RANDOM intercept/ SUBJECT=plot TYPE= SP(SPH)(row col);

removing the GROUP= option.  The use of DIST=Poisson forces the means and variances to be equal, and it may not be necessary to add this in.  I would run both ways and compare results.

Steve Denham

nadeeshanij
Calcite | Level 5

Thank you for your reply, Steve.

When I run without PARMS statement, I get pretty large values for range and values less than 2 for variance. Since I have simulated these data, I expect the range to be 6. Also, based on GLMM theory, the variance of conditional Poisson variable is the reciprocal of the Poisson mean. Since the response is a combination of Poisson counts with different means, the estimated variance varies a lot.

Here is more information about the experimental design to under stand what is "pos"and what goes to SUBJECT. The field consists of 15 by 15 grid so that there are 225 points. Each plot is 3 by 3 and there are 25 plots. 5 treatments are randomly assigned to plots so that 5 plots receive a single treatment. Then there are 9 subsampling points in each plot. The variables row and col specify row and column, respectively, of subsampling points. The variable pos specifies the subsabmpling point which goes from 1 to 225. So I would still think SUBJECT=pos should be correct.

I included GROUP=trt option there beacuse variance of response is different by treatment. If that option is not used, then the variance of the response deviates from the expected value due to different Poisson means within the response.

Since I have generated data using Poisson distribution, I should use the DIST=Poisson option. And the goal of this simulation study is to analyze Poisson counts.

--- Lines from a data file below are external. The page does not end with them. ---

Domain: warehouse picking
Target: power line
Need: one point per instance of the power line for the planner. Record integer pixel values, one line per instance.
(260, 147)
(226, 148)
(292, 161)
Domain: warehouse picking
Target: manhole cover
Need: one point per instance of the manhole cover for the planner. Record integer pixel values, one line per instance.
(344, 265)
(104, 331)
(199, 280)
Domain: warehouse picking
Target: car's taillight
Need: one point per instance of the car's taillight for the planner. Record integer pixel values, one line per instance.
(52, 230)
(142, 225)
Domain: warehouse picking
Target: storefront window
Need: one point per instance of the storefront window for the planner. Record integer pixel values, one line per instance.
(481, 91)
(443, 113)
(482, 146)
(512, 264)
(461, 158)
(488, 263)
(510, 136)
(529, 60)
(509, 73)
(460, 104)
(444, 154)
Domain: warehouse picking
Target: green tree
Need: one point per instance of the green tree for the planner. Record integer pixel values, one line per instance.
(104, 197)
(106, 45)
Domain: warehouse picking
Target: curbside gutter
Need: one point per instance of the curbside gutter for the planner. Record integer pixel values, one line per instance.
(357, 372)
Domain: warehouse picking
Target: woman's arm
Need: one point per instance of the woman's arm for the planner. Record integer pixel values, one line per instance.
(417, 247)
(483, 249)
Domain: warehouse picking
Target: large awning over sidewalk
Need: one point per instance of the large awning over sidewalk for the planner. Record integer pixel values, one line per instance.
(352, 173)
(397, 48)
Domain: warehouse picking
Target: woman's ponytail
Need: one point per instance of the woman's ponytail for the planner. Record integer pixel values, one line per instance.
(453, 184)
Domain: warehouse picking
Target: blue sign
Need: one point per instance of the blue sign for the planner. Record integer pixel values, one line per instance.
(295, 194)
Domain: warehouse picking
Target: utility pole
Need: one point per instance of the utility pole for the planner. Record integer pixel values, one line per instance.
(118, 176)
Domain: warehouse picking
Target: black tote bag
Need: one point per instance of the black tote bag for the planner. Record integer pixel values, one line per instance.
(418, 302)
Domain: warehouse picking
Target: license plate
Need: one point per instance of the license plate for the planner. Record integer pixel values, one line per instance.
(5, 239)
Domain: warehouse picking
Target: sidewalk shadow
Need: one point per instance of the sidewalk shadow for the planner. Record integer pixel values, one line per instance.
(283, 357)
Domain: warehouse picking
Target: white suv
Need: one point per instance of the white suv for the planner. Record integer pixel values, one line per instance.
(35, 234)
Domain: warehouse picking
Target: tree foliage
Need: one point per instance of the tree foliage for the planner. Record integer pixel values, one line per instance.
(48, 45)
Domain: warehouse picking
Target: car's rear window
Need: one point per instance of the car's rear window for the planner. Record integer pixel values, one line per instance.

Any more help is appreciated.

Thank you.

Nadee

lvm
Rhodochrosite | Level 12 lvm
Rhodochrosite | Level 12

The variance of the conditional Poisson is the mean, not the inverse of the mean (using standard parameterization). You can use sub=intercept when you want all observations to be correlated, not just within plots (special syntax to show that there is one big subject).

You are modeling spatial covariance as a G-side effect, not an R-side one. Thus, the variance of the G side term is not related to the conditional variance of the Poisson. These are different things.